Over at, Chris Christie is trading just over 20 percent to announce that he will run for the presidency — and 10 percent to receive the nomination — despite saying repeatedly that he is not running.

Rumors persist that he is reconsidering, and that he is being pushed by high-profile Republicans, such as Henry Kissinger, Nancy Reagan, and (the less high profile) former New York governor George Pataki. Congressman Peter King (R-NY) all but endorsed Christie saying the New Jersey governor is “closest we have to putting together the old Reagan Democratic coalition.”

Here’s my prediction (one which has worked well for most other possible candidates): Christie will not run.

Chris Christie knows that he would have a serious problem with the conservative base on three key issues, at least:

First, he accepts the “consensus” that man-made global warming is real.

While it’s hard to find a bigger strike against a Republican candidate than that, Christie has one: Back in 2008, when he was still U.S. Attorney in New Jersey, Christie offered this response to a question about illegal aliens: “(B)eing in this country without proper documentation is not a crime.”

Christie’s explanation is that there is, whether we like it or not, a difference in the law between the act of entering the country illegally and the subsequent illegal presence, and apparently they have very different penalties attached. And he might get away with that explanation if that’s all he had said.

But it wasn’t.

He added “The whole phrase of ‘illegal immigrant’ connotes that the person, by just being here, is committing a crime.”  Ummmm, yeah, it does, Chris. And the vast majority of Americans of both parties certainly believe that being here illegally is, well, illegal.

This is all but a hanging offense among conservative Republican primary voters, and there’s simply no way Chris Christie will want to become an immigration pinata after seeing what Rick Perry is going through.

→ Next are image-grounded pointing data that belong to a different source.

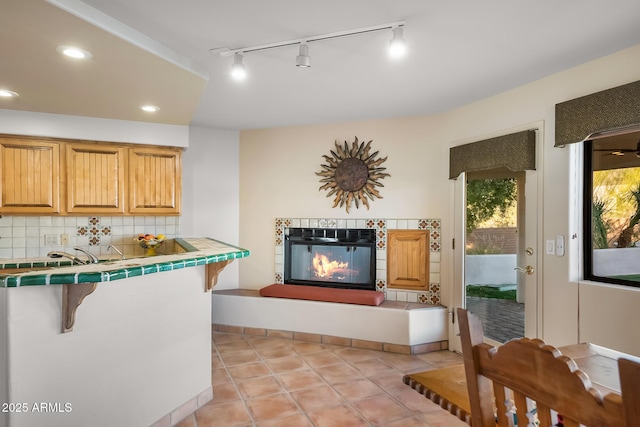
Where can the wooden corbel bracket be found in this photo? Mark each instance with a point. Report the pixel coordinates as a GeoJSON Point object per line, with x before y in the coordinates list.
{"type": "Point", "coordinates": [72, 297]}
{"type": "Point", "coordinates": [212, 271]}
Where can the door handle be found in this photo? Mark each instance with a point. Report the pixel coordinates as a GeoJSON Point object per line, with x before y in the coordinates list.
{"type": "Point", "coordinates": [528, 270]}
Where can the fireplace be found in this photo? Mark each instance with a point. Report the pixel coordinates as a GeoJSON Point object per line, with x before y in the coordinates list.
{"type": "Point", "coordinates": [329, 257]}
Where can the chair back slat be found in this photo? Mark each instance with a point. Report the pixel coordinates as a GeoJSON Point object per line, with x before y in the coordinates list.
{"type": "Point", "coordinates": [630, 386]}
{"type": "Point", "coordinates": [544, 415]}
{"type": "Point", "coordinates": [522, 408]}
{"type": "Point", "coordinates": [501, 403]}
{"type": "Point", "coordinates": [531, 369]}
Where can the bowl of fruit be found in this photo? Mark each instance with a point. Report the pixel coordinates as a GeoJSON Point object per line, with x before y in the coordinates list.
{"type": "Point", "coordinates": [150, 242]}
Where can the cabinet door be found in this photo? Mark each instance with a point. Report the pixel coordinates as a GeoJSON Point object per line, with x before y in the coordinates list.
{"type": "Point", "coordinates": [30, 176]}
{"type": "Point", "coordinates": [408, 259]}
{"type": "Point", "coordinates": [95, 178]}
{"type": "Point", "coordinates": [155, 181]}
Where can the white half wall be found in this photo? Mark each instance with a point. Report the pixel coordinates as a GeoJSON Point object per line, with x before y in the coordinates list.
{"type": "Point", "coordinates": [210, 192]}
{"type": "Point", "coordinates": [140, 348]}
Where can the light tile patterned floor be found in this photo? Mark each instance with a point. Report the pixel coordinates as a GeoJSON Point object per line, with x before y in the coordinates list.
{"type": "Point", "coordinates": [263, 381]}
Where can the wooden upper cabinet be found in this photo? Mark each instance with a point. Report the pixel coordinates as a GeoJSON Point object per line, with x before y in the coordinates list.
{"type": "Point", "coordinates": [155, 181]}
{"type": "Point", "coordinates": [95, 178]}
{"type": "Point", "coordinates": [30, 176]}
{"type": "Point", "coordinates": [408, 259]}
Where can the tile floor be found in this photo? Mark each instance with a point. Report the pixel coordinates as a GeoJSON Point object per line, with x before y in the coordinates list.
{"type": "Point", "coordinates": [266, 381]}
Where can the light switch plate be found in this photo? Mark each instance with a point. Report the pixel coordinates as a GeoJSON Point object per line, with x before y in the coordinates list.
{"type": "Point", "coordinates": [559, 245]}
{"type": "Point", "coordinates": [51, 240]}
{"type": "Point", "coordinates": [551, 247]}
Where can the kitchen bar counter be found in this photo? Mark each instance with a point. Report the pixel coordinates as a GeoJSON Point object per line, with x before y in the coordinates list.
{"type": "Point", "coordinates": [42, 272]}
{"type": "Point", "coordinates": [139, 351]}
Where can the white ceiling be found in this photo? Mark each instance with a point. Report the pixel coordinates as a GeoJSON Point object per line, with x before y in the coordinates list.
{"type": "Point", "coordinates": [460, 51]}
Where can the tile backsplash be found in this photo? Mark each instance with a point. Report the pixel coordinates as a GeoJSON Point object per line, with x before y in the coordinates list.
{"type": "Point", "coordinates": [33, 236]}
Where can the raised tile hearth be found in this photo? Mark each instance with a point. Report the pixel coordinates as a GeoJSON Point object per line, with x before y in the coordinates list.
{"type": "Point", "coordinates": [393, 326]}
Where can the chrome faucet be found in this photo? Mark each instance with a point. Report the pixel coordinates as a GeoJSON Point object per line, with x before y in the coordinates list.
{"type": "Point", "coordinates": [92, 259]}
{"type": "Point", "coordinates": [117, 250]}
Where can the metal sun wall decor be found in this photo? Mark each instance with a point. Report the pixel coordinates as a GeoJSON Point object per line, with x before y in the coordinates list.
{"type": "Point", "coordinates": [352, 174]}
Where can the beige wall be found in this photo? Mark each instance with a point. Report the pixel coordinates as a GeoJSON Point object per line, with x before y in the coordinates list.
{"type": "Point", "coordinates": [277, 180]}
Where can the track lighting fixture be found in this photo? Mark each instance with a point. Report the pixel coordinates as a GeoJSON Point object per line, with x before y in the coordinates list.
{"type": "Point", "coordinates": [303, 60]}
{"type": "Point", "coordinates": [238, 71]}
{"type": "Point", "coordinates": [397, 46]}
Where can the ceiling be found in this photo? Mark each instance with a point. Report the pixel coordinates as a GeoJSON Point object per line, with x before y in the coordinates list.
{"type": "Point", "coordinates": [158, 52]}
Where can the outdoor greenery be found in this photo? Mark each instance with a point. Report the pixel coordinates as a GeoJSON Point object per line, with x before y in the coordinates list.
{"type": "Point", "coordinates": [616, 208]}
{"type": "Point", "coordinates": [490, 292]}
{"type": "Point", "coordinates": [489, 199]}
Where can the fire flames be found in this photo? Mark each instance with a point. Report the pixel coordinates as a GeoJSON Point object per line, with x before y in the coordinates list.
{"type": "Point", "coordinates": [325, 268]}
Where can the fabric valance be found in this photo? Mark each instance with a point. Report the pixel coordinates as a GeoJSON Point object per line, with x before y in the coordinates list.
{"type": "Point", "coordinates": [516, 152]}
{"type": "Point", "coordinates": [600, 112]}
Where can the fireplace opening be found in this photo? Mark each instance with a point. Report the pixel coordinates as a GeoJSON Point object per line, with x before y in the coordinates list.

Finally, Chris Christie has a problem with his appointment of Sohail Mohammed to the position of Superior Court judge in New Jersey. It’s always hard to know what the facts are in these situations, with people like Sami Al-Arian successfully hiding their terrorist sympathies and efforts to aid terrorist groups for years behind a cloak of public service. Following the appointment of Mohammed, many critics (though mostly not in New Jersey) questioned Mohammed’s commitment to U.S. law and suggested that he might try to bring Shariah law into his rulings, a claim that Christie called “crap” — and indeed it might be just that, and I hope it is. This article explains some of the questions about Mohammed’s past, and I’m inclined to agree with Governor Christie that reasons to be suspicious of Mohammed are thin — but they’re not irrational.

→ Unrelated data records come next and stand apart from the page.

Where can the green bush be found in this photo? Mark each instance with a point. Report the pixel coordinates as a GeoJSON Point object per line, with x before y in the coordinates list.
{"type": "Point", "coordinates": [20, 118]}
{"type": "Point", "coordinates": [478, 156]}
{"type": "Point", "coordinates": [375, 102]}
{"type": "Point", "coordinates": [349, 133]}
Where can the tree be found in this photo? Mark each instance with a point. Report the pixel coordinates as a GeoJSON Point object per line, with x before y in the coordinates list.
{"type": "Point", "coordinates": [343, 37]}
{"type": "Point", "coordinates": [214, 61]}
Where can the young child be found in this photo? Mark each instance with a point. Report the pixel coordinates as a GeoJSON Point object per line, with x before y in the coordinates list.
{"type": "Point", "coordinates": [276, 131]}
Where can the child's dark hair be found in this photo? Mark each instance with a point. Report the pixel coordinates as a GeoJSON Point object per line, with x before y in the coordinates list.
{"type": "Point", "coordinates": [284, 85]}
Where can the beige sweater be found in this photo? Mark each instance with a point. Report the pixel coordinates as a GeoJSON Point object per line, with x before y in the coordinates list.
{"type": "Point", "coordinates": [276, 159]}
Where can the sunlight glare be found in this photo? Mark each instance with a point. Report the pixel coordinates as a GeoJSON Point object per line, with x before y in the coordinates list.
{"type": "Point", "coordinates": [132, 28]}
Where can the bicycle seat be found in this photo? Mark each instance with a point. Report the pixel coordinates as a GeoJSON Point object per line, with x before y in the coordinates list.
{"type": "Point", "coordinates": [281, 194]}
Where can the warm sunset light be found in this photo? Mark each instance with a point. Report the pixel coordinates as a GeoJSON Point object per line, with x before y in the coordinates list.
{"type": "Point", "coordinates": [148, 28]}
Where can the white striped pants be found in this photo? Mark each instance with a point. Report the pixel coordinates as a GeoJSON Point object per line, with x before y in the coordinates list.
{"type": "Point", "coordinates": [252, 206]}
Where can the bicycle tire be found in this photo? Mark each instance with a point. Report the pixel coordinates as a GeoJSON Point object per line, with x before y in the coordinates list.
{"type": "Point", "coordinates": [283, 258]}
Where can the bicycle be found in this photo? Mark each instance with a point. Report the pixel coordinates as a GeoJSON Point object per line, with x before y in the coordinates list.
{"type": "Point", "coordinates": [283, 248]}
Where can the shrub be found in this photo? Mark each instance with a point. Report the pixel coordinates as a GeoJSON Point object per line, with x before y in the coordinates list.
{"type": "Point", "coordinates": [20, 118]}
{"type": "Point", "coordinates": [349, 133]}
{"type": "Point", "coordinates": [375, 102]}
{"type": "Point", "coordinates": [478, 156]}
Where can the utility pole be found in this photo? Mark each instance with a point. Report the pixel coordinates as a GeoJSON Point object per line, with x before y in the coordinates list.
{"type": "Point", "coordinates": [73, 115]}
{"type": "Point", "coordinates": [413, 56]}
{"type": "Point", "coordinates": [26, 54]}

Again, the main point, as one of my friends who is a former congressman likes to say, is that “if you’re explaining, you’re losing.” And Sohail Mohammed is just one more thing that Chris Christie would have to explain — and it’s not an easy sell, particularly in places without a very diverse population, places like Iowa for example.

All in all, I don’t think Chris Christie is nearly as strong a candidate as his current supporters suggest. Like Rick Perry, like Sarah Palin could have been (but I have been betting for months that she won’t run), he would be the flavor of the month, only to see it all settle back down into a long, brutal grind for the nomination. If there’s one thing you can say for Mitt Romney, it’s that he seems extremely well prepared for just that situation, the tortoise among a stage full of hares.

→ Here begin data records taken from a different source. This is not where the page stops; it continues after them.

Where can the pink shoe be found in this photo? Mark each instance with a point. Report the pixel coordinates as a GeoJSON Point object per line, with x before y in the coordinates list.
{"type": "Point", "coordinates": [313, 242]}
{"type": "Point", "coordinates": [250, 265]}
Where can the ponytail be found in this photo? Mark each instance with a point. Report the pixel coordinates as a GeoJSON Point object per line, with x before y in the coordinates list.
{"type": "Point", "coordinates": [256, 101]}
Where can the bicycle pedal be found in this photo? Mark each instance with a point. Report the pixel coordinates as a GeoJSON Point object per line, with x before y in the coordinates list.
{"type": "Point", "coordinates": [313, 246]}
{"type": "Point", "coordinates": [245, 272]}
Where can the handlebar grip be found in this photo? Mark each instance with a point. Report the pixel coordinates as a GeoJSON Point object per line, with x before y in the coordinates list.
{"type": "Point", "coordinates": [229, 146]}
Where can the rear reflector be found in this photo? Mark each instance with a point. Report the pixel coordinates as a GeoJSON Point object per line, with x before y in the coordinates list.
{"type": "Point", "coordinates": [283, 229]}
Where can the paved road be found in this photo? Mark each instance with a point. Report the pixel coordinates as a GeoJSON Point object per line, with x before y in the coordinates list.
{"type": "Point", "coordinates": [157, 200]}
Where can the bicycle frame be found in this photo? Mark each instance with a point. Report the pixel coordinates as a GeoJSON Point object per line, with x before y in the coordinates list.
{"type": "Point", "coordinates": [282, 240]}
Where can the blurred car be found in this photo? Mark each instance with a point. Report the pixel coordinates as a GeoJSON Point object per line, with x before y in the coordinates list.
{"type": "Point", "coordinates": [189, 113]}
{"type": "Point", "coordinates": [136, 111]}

It’s also worth noting that while Christie is doing a good job as governor so far, he has almost no experience that’s relevant to the presidency, particularly at a time when executive and managerial expertise is so important. Why should we believe that Governor Christie has any better ideas on the economy than anybody else on the stage? Indeed the opposite is more credible when you look at the resmues of many of the other candidates.

Christie knows all this. He’s a smart guy. He’s doing a good job as governor. He should stay there, build his national reputation and his executive experience, and then consider running in 2020, when which ever Republican who beats Barack Obama in 2012 will be out of office. Yes, it’s a long time, but Christie’s not an old guy, and it will give him some time to lose some weight, Huckabee-style.

I had similar thoughts, though for very different underlying reasons on the policy front, about Paul Ryan. He was the flavor of the week for a while, but rightly decided not to run. It’s great to see a politician whose ego is in check. I think Christie’s ego is in check like Ryan’s.

I continue to believe that Chris Christie will not run.